Vamos a empezar por lo obvio, para despejar las dudas que en el sufrido lector haya podido despertar el título de este texto. La fraquista era sin la menor duda una dictadura, política y religiosa, en la que los disidentes activos tenían muchas posibilidades de acabar en comisaría, en la cárcel o, si tenían mala suerte, en el cementerio. Hubo una multitud del primer caso, muchísimos del segundo y muchos del tercero. Y solo por oponerse. Completamente injustificable y totalmente condenable.
Pero, una vez aclarado lo evidente, hay que señalar que para el común de los mortales españoles, aquellos que no se metían en política y seguían la religión mayoritaria, las cosas pintaban mejor que ahora en los años sesenta y setenta. La economía funcionaba aceptablemente, la clase media podía comprarse un pisito en unos diez años, incluso también un coche, los precios de la cesta de la compra eran muy asequibles, la energía eléctrica era casi gratis y no se pagaba ni IRPF ni IVA. Había delincuencia, sí, pero mínima, y la seguridad se sentía en la calle en todos los sentidos. Y la inmigración era inexistente o casi. Vamos, nada que ver lo que existe hoy.

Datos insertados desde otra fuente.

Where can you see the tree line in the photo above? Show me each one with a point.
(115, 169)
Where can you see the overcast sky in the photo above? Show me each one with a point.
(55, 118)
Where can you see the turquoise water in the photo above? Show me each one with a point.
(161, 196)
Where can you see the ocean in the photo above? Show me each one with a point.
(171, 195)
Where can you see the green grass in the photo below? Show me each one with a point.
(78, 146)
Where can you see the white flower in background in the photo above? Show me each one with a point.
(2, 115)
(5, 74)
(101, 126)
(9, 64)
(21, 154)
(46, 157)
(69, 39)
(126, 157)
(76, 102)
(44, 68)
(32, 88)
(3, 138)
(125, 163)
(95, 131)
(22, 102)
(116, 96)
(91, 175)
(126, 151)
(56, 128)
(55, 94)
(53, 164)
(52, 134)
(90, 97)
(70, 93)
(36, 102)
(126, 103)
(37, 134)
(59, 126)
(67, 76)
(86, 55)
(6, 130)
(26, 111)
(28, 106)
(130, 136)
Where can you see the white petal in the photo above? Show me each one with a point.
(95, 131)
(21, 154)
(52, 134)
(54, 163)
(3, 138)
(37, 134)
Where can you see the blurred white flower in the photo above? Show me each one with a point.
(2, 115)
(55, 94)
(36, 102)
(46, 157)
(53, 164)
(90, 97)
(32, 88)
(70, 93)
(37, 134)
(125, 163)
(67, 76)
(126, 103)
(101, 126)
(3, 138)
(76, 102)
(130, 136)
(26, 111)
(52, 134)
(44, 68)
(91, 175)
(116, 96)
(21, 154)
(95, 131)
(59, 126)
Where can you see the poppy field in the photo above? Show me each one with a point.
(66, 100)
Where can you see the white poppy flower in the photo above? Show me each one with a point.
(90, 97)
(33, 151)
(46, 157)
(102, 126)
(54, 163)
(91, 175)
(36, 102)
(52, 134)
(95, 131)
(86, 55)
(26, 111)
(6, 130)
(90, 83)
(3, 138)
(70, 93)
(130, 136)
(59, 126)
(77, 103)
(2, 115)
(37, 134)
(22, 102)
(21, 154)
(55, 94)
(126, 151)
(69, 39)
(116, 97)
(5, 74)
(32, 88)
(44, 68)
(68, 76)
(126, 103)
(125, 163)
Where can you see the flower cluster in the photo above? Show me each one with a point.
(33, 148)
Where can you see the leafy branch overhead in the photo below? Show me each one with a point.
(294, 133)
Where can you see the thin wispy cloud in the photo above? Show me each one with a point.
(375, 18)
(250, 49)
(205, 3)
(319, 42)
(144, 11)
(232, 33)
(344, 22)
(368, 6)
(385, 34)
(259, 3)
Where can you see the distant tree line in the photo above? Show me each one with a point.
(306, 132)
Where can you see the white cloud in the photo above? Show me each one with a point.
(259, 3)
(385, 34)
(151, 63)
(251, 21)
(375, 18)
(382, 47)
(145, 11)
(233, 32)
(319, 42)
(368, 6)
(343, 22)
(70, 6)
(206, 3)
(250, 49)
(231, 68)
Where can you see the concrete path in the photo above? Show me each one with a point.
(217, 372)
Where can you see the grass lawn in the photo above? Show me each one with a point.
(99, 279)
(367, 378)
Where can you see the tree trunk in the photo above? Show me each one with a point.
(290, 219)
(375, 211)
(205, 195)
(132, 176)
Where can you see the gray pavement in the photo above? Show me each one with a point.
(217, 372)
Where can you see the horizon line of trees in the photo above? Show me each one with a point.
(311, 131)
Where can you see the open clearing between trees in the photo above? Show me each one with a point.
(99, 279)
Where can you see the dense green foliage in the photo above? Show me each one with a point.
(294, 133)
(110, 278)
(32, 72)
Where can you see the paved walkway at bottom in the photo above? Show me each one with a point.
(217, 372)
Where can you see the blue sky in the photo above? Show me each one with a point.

¿Es una defensa lo anterior de la dictadura? ¿Es una condena de la democracia? Para nada. Pero sí es una condena del sistema que se ha ido desarrollando, poco a poco, en España. Ni los partidos políticos ni mucho menos los votantes han sabido mantener aquellas cosas positivas que existían en el franquismo, a la vez que desechaban, por supuesto, lo malo, que sería la falta de libertad (política, religiosa, sexual). Y por eso las cosas están como están.